Como calcular o aviso indenizado?
Some 30 dias a 3 dias por ano completo de serviço após o primeiro, até 90 dias. Converta em valor com base na remuneração (salário + médias de variáveis habituais).
O aviso indenizado entra na base do FGTS, INSS e IR?
FGTS: sim. INSS e IR: não, por ser verba indenizatória.
A projeção do aviso indenizado conta para 13º e férias proporcionais?
Sim, a projeção pode fazer você completar mais 1/12, elevando 13º e/ou férias proporcionais, a depender das datas e dos marcos aquisitivos.
Qual o prazo para pagamento das verbas?
Até 10 dias contados do término do contrato (considerando a projeção do aviso). O atraso pode gerar multa.
Posso sacar o FGTS e receber seguro-desemprego?
Sim, na dispensa sem justa causa há liberação do FGTS e, se atendidos os requisitos, direito ao seguro-desemprego.
Se eu tinha estabilidade, a empresa pode me dispensar sem justa causa?
Em regra, não. Se a estabilidade já existia no momento da dispensa, a rescisão pode ser anulada, com reintegração ou indenização substitutiva.
Sou comissionista.
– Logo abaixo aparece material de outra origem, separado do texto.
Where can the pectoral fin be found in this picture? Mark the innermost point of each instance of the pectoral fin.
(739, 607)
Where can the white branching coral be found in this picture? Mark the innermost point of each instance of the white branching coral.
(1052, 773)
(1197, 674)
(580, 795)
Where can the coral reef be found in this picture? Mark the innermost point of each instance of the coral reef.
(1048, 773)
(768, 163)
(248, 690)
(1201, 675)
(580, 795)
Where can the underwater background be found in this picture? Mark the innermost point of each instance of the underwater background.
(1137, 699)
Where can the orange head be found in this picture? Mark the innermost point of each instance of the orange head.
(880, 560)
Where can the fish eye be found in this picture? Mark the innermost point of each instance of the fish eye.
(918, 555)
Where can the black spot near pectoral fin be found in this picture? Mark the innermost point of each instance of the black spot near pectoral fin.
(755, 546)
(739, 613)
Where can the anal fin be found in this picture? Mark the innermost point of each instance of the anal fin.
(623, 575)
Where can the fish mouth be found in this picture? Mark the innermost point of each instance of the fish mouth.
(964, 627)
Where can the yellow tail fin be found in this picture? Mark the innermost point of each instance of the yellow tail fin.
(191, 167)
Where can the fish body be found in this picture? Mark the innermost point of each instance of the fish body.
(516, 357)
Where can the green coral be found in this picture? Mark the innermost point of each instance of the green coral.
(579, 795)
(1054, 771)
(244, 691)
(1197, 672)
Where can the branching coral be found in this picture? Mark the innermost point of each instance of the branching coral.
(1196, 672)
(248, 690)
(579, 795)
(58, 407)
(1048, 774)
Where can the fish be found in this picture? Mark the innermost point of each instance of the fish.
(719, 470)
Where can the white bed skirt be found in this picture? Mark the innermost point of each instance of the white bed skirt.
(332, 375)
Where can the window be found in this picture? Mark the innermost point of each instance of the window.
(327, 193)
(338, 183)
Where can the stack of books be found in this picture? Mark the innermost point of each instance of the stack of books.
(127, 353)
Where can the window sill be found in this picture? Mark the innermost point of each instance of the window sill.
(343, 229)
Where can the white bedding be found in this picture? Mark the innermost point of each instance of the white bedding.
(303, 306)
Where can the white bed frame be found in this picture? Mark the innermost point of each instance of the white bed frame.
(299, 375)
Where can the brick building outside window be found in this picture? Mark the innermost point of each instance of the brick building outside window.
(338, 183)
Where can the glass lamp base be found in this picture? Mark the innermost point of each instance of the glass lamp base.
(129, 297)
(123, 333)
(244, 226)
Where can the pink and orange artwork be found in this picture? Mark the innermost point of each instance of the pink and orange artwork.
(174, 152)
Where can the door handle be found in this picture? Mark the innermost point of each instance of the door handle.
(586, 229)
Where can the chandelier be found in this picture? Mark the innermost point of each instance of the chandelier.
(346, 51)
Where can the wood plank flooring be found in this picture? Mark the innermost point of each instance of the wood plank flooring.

Como ficam os cálculos?
Usam-se as médias de comissões habituais para compor o aviso, 13º e férias proporcionais, respeitando as regras de cada verba.
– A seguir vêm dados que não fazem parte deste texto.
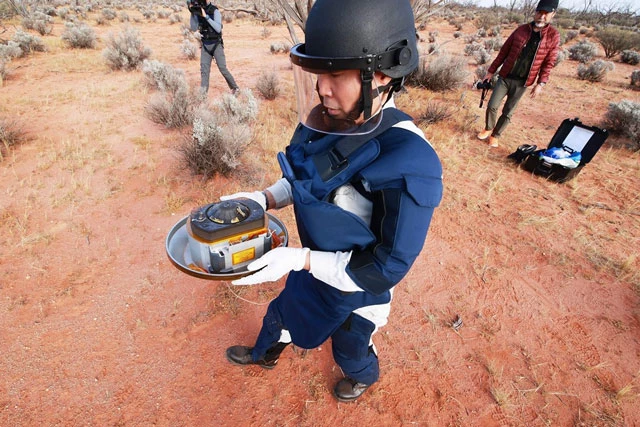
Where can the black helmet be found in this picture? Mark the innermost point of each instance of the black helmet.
(364, 35)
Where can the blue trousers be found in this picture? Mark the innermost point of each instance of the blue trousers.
(349, 343)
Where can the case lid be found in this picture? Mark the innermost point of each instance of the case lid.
(579, 137)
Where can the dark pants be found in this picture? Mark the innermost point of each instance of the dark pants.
(205, 65)
(513, 90)
(350, 345)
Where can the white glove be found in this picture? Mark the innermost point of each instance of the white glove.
(256, 196)
(277, 262)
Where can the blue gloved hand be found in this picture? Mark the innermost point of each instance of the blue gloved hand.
(277, 262)
(257, 196)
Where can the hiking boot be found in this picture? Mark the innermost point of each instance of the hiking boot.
(484, 134)
(241, 355)
(349, 389)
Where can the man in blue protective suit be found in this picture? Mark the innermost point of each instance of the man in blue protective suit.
(363, 181)
(208, 21)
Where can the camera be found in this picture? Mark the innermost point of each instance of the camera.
(195, 6)
(484, 84)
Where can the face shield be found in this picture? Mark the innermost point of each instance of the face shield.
(330, 116)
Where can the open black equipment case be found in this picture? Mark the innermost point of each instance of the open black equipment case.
(575, 135)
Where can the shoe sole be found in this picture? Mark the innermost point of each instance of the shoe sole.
(233, 362)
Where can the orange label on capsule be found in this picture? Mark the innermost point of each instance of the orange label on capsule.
(243, 256)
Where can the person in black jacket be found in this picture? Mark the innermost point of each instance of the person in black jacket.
(208, 21)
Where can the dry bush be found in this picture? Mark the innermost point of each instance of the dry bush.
(11, 134)
(174, 109)
(215, 145)
(28, 43)
(630, 57)
(10, 50)
(435, 112)
(614, 41)
(624, 118)
(596, 71)
(161, 76)
(583, 51)
(189, 49)
(279, 47)
(79, 36)
(635, 79)
(39, 22)
(125, 51)
(268, 85)
(442, 74)
(241, 108)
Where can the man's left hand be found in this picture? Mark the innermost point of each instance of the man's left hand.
(277, 262)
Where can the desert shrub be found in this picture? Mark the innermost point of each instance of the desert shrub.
(630, 57)
(614, 41)
(487, 20)
(80, 36)
(624, 118)
(596, 71)
(241, 108)
(443, 73)
(189, 49)
(583, 51)
(125, 51)
(215, 144)
(494, 44)
(28, 42)
(4, 71)
(635, 79)
(570, 35)
(11, 134)
(481, 56)
(435, 112)
(562, 55)
(268, 85)
(39, 22)
(174, 109)
(109, 14)
(10, 50)
(161, 76)
(471, 48)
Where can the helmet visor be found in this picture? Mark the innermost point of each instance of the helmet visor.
(313, 114)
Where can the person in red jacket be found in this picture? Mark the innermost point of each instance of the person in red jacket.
(528, 55)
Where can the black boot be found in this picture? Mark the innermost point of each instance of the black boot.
(349, 389)
(241, 355)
E se a empresa atrasar o pagamento da rescisão?
Além de juros e correção, pode incidir multa equivalente a um salário do empregado.
Recebi aviso indenizado, mas a empresa não liberou a chave do FGTS. O que fazer?
Exija formalmente; persistindo, busque assistência técnica para requerer a liberação judicialmente e eventuais penalidades.
O empregador pode “descontar” algo do aviso indenizado?
Descontos só são possíveis nas hipóteses legais (ex.: adiantamentos, faltas injustificadas devidamente comprovadas e autorizadas) e devem ser claramente discriminados; o aviso indenizado é devido integralmente quando a dispensa é por iniciativa da empresa.
Conclusão
A demissão sem justa causa sem aviso prévio equivale, juridicamente, ao aviso prévio indenizado. A empresa opta por encerrar o vínculo de imediato, mas assume o dever de pagar o aviso e todas as demais verbas rescisórias em até 10 dias, bem como de liberar FGTS e fornecer as guias do seguro-desemprego, quando cabíveis. A projeção do aviso é elemento central: integra o tempo de serviço para efeitos específicos e pode impactar 13º e férias proporcionais. No cálculo, é essencial considerar a proporcionalidade do aviso por tempo de casa, as médias de variáveis habituais e as incidências corretas (FGTS sim; INSS e IR não sobre o aviso).
Para o empregador, a chave é combinar agilidade e rigor técnico, evitando atrasos e erros de composição da base. Para o empregado, é crucial conferir todos os itens, guardar comprovantes e, havendo divergências, registrar e buscar orientação. Quando observado esse conjunto de regras e boas práticas, o desligamento se dá de forma regular, reduzindo riscos de litígio e preservando direitos.